Le débat autour de l’utilisation de la Garde nationale américaine sur le territoire national, piloté par l’administration du président Donald Trump, prend une tournure de plus en plus conflictuelle. Après le déploiement controversé de Garde nationale californienne et de marines américains à Los Angeles à la mi-juin, en réponse à des manifestations contre des opérations d’immigration menées par l’ICE, la Maison-Blanche a récemment mobilisé la Garde à Washington, D.C., ainsi que d’autres forces fédérales. Le président évoque désormais la possibilité d’étendre ces déploiements à l’ensemble du pays.
À Washington, environ 900 gardes nationaux locaux ont d’abord été placés sous commandement fédéral, aux côtés des forces de police du district. Par la suite, 1 300 militaires supplémentaires provenant d’États dirigés par les Républicains ont rejoint ces effectifs. Initialement, ces troupes patrouillaient sans armes dans les zones touristiques peu affectées par la criminalité du centre-ville. Certaines avaient même pour mission de participer à une « task force de rénovation urbaine » en identifiant des emplacements destinés à des travaux de réhabilitation imminents.
La Garde nationale de Washington patrouille désormais armée
La semaine dernière, le secrétaire à la Défense Pete Hegseth a signé un mémorandum autorisant le port des armes aux troupes, en fonction des nécessités de leur mission. De son côté, la maire de Washington, Muriel Bowser, a jugé ce déploiement injustifié, soulignant que la criminalité dans la capitale avait chuté récemment, atteignant son plus bas niveau depuis le début de la pandémie de Covid-19 en 2020. En réponse, le ministère de la Justice a lancé une enquête pour vérifier l’exactitude des statistiques de criminalité invoquées.

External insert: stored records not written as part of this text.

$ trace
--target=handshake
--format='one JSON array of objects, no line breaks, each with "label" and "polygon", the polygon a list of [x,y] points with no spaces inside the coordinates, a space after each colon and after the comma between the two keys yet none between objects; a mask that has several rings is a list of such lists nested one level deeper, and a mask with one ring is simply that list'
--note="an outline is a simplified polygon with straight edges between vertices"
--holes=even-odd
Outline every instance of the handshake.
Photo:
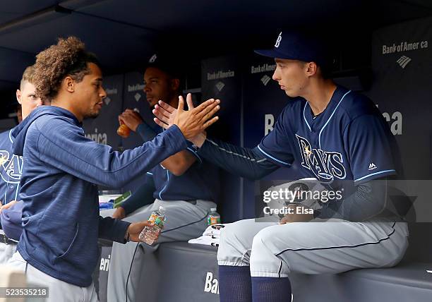
[{"label": "handshake", "polygon": [[152,112],[156,116],[155,122],[164,129],[176,125],[186,138],[200,147],[205,140],[205,130],[215,123],[218,116],[213,116],[220,109],[219,99],[210,99],[196,108],[193,107],[192,96],[186,96],[188,111],[185,111],[184,99],[179,97],[179,107],[175,109],[163,101],[155,107]]}]

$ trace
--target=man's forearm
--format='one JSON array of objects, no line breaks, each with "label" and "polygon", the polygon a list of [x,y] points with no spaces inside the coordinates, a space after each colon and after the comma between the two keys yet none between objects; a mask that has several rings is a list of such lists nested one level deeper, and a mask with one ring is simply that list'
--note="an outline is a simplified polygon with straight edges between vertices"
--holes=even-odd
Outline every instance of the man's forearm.
[{"label": "man's forearm", "polygon": [[[138,125],[136,128],[136,133],[145,142],[152,140],[157,135],[157,133],[145,122]],[[180,176],[187,171],[196,160],[196,158],[189,154],[188,151],[182,150],[164,159],[160,164],[173,174]]]},{"label": "man's forearm", "polygon": [[279,168],[255,149],[207,139],[198,154],[228,172],[248,179],[260,179]]},{"label": "man's forearm", "polygon": [[125,235],[130,224],[130,222],[123,220],[100,216],[99,238],[125,243]]},{"label": "man's forearm", "polygon": [[[338,218],[351,222],[364,221],[378,216],[385,208],[387,181],[376,179],[358,185],[342,200],[324,207],[318,218]],[[340,203],[340,204],[337,204]]]}]

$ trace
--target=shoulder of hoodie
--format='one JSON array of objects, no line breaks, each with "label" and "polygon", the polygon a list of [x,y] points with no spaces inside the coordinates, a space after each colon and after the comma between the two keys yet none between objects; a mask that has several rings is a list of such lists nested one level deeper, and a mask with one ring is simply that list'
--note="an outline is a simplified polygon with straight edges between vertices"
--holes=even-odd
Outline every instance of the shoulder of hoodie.
[{"label": "shoulder of hoodie", "polygon": [[84,135],[83,128],[77,126],[73,119],[55,114],[44,114],[38,117],[29,127],[29,131],[32,128],[47,137],[65,135],[68,132]]},{"label": "shoulder of hoodie", "polygon": [[383,116],[373,102],[366,95],[351,91],[345,95],[339,105],[339,114],[346,115],[349,121],[362,116]]},{"label": "shoulder of hoodie", "polygon": [[9,149],[12,148],[13,138],[11,133],[16,127],[16,126],[11,129],[0,133],[0,147],[4,148],[8,147]]}]

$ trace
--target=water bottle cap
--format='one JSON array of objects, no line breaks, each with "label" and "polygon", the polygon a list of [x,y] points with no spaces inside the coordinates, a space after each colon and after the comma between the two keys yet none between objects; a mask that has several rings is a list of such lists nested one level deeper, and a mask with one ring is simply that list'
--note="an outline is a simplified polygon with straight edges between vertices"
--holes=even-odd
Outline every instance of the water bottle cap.
[{"label": "water bottle cap", "polygon": [[162,219],[160,218],[157,217],[157,218],[156,218],[155,219],[155,226],[160,226],[162,224]]}]

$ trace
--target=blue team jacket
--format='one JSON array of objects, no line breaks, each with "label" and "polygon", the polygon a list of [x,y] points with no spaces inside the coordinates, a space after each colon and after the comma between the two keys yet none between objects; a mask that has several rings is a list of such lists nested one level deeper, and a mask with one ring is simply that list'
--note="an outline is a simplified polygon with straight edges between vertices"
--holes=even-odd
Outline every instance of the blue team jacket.
[{"label": "blue team jacket", "polygon": [[18,250],[37,269],[88,286],[98,258],[97,238],[124,241],[128,223],[99,216],[97,185],[121,188],[186,148],[176,126],[120,154],[84,135],[70,111],[35,109],[13,132],[13,153],[25,159]]}]

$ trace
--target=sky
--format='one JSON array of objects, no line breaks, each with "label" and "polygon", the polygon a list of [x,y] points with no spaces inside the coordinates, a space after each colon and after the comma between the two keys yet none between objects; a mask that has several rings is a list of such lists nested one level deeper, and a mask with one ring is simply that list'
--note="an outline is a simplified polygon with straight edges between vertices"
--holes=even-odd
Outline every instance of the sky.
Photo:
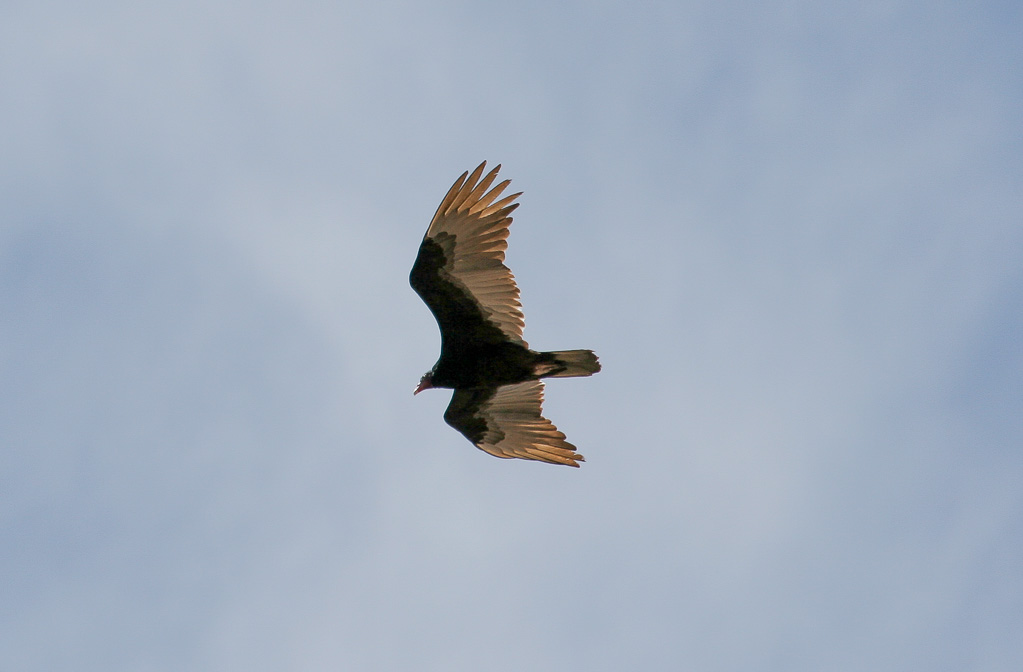
[{"label": "sky", "polygon": [[[0,4],[0,669],[1023,669],[1021,28]],[[579,469],[411,394],[484,160]]]}]

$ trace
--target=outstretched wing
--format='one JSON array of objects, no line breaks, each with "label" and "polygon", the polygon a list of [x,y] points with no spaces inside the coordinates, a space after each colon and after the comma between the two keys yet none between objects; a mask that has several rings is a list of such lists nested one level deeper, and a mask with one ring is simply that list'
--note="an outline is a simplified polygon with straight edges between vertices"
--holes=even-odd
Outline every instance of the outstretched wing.
[{"label": "outstretched wing", "polygon": [[444,421],[495,457],[579,466],[583,456],[543,417],[542,405],[543,384],[539,380],[455,390]]},{"label": "outstretched wing", "polygon": [[508,215],[519,194],[497,200],[510,180],[487,191],[501,167],[480,180],[486,165],[462,173],[448,189],[408,279],[437,318],[445,344],[510,340],[528,348],[519,287],[503,263]]}]

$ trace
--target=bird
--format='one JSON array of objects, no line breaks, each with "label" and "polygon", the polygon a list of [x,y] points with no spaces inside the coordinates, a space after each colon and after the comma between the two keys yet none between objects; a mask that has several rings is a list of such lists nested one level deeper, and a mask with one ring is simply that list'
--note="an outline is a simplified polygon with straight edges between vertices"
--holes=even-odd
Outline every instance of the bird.
[{"label": "bird", "polygon": [[441,331],[440,358],[412,395],[454,390],[445,422],[495,457],[579,466],[583,456],[543,417],[540,378],[592,375],[601,362],[591,350],[537,352],[523,339],[519,287],[503,263],[522,192],[500,197],[511,181],[490,188],[501,167],[482,177],[486,166],[448,189],[409,273]]}]

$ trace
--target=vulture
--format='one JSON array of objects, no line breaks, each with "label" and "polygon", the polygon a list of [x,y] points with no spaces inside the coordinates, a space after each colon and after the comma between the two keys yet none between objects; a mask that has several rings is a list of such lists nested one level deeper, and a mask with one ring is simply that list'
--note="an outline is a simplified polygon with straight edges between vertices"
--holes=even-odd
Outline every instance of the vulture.
[{"label": "vulture", "polygon": [[[537,352],[522,338],[519,287],[504,265],[508,225],[521,195],[492,189],[500,166],[461,174],[441,200],[409,273],[409,283],[437,318],[441,355],[413,395],[454,390],[444,420],[495,457],[579,466],[583,456],[543,417],[540,378],[592,375],[590,350]],[[489,190],[488,190],[489,189]]]}]

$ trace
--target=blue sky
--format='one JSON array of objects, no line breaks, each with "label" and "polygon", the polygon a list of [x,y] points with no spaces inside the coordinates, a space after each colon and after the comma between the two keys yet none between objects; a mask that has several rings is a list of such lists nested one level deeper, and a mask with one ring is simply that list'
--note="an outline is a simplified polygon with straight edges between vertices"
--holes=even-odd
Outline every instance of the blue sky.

Donald Trump a menacé de prendre le contrôle total du district fédéral et a rappelé qu’aucun homicide n’avait été enregistré dans la ville depuis le début du déploiement. Il a également laissé entendre envisager un envoi de la Garde nationale à Chicago, une ville dirigée par les Démocrates et confrontée à une recrudescence de la criminalité. D’autres villes, dont New York, figureraient aussi dans ses plans. Par ailleurs, des projets sont en cours pour maintenir des forces d’intervention permanentes prêtes à être déployées sur tout le territoire.
Des forces d’intervention permanentes et un possible changement de nom du Pentagone
Il y a deux semaines, le Washington Post avait révélé que le Pentagone envisageait de constituer une force de 600 soldats en alerte d’une heure, répartis sur deux bases militaires situées en Alabama et en Arizona. Ces troupes seraient divisées en deux unités de 300, chacune couvrant une zone géographique distincte, séparée par le Mississippi. Plus récemment, Donald Trump a ordonné à chaque État de constituer une unité d’intervention similaire.
Si des unités comparables existent déjà dans plusieurs États, elles demeurent sous l’autorité du gouverneur local pour des opérations dans sa juridiction. Le projet vise donc à établir des forces permanentes placées sous commandement fédéral. Ce débat a été alimenté par des déclarations controversées de Trump et de Pete Hegseth lors d’une conférence de presse sur le déploiement à Washington, où ils ont évoqué l’idée de renommer le Department of Defense en Department of War — le nom officiel utilisé jusqu’en 1947.
Trump avait déjà évoqué ce changement, soulignant que l’ancien intitulé « sonnait mieux » et rappelant que les États-Unis avaient remporté toutes leurs guerres avant cette modification. Cette proposition contraste avec l’image que Trump s’est construite de pacificateur, notamment par son opposition aux interventions militaires étrangères. Elle semble davantage destinée à provoquer ses opposants politiques. Pete Hegseth a confirmé que des plans concrets pour renommer le ministère de la Défense seraient bientôt proposés.